Туманов прошелся по избе.
— Смелому горох хлебать, а несмелому и щей не видать, — промолвил он как бы про себя.
Грязнов вскинул на него ястребиные глаза.
— Добрая наседка одним глазом зерно видит, а другим — коршуна. Так-то. Ежели ответа из крепости не будет, то с божьей помощью приступим к ней утре.

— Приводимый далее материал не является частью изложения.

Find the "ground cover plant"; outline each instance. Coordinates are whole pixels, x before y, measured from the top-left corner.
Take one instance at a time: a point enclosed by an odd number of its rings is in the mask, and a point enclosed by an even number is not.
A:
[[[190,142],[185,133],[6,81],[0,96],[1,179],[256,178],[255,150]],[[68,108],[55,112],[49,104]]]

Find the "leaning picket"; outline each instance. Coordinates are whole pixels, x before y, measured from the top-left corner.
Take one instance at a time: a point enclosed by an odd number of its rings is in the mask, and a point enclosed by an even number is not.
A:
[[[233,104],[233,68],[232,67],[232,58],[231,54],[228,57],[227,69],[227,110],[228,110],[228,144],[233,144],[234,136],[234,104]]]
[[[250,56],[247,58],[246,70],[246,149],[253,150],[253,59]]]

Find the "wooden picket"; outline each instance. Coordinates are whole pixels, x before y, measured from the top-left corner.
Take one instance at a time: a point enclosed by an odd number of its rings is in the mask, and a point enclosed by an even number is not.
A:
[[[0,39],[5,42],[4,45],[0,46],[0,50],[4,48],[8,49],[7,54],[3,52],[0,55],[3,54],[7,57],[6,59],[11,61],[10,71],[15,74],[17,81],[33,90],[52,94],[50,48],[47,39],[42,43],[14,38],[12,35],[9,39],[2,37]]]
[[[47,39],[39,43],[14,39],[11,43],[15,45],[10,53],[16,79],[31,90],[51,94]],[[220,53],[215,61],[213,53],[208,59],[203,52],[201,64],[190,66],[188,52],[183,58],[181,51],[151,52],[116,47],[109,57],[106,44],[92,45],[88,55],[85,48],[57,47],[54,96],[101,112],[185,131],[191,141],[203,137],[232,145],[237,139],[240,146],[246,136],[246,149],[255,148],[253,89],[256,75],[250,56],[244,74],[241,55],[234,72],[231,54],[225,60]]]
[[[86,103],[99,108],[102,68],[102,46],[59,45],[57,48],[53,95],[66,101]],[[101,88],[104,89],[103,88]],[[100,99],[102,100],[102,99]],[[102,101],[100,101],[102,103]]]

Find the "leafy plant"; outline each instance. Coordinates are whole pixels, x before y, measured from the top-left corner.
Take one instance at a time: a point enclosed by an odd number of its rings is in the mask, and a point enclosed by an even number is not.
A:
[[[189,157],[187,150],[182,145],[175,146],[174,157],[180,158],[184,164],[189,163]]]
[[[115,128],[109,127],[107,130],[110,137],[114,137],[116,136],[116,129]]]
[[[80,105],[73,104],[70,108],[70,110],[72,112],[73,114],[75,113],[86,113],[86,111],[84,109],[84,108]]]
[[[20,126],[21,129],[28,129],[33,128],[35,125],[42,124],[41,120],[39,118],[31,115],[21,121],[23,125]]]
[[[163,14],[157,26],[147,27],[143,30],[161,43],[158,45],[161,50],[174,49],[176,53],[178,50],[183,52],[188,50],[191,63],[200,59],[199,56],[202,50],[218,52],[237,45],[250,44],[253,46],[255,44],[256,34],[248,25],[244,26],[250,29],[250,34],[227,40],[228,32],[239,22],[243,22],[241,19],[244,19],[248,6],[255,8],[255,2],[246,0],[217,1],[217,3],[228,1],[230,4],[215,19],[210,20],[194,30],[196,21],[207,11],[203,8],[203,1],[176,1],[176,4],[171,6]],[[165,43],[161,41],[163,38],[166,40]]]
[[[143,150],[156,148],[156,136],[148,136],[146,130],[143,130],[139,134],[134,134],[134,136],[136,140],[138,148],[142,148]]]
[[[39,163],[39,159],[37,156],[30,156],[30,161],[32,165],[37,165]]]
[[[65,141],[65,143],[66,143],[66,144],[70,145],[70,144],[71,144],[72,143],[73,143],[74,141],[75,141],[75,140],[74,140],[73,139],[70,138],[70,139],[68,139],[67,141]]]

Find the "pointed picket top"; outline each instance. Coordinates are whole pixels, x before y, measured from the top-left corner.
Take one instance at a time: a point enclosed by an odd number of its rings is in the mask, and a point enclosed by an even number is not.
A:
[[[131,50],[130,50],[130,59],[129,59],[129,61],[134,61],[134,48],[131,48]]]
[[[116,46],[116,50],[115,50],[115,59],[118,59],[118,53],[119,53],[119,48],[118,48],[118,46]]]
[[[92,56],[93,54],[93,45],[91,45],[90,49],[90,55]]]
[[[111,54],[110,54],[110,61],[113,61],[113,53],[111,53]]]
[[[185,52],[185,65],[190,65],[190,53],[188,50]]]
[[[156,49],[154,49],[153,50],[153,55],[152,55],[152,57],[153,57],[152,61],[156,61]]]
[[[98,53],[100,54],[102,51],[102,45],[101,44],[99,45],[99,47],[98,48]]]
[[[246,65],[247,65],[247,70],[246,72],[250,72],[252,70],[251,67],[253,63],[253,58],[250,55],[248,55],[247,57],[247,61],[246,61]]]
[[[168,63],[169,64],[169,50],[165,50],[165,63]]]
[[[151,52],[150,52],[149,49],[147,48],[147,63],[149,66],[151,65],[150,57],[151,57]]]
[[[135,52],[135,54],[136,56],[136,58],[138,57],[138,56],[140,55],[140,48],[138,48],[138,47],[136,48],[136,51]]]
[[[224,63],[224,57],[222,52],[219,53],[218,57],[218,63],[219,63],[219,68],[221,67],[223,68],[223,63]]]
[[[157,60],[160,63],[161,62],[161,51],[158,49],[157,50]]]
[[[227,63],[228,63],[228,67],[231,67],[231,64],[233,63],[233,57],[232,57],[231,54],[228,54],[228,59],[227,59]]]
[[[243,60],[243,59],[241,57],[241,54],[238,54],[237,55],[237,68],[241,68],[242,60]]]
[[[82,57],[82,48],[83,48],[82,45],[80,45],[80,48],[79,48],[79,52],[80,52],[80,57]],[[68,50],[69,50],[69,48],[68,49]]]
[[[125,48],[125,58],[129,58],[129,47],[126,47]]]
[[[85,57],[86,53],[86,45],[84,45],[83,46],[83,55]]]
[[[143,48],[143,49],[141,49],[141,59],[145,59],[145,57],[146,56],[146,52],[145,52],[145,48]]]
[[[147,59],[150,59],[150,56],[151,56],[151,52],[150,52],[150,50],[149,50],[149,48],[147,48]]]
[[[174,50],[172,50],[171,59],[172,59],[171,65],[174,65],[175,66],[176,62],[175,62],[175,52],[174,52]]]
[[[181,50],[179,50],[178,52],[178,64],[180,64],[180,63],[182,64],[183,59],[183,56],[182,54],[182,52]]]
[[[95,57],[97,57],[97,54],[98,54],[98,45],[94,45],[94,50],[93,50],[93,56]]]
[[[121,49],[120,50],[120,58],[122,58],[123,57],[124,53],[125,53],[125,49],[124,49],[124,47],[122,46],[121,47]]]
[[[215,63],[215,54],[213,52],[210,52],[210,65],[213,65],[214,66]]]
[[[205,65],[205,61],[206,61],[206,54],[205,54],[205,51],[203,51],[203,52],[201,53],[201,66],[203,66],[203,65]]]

Туманов с Кайгородовым вышли из избы и разошлись по своим квартирам.
Ночью выпал снег. Прикрыл белым пухом изрытые конницей дороги, лег на крепостной вал и сторожевые башни. Ни звука. Тихо было и в пугачевском лагере, только где-то на окраине слышалась песня. Молодой голос грустно выводил:
…Кошу я траву ранним утром,
Цветы кланяются мне.
Дорогая моя Орина,
Посылаю привет тебе…
Певец удалялся от лагеря все дальше и дальше. С ним улетала и песня.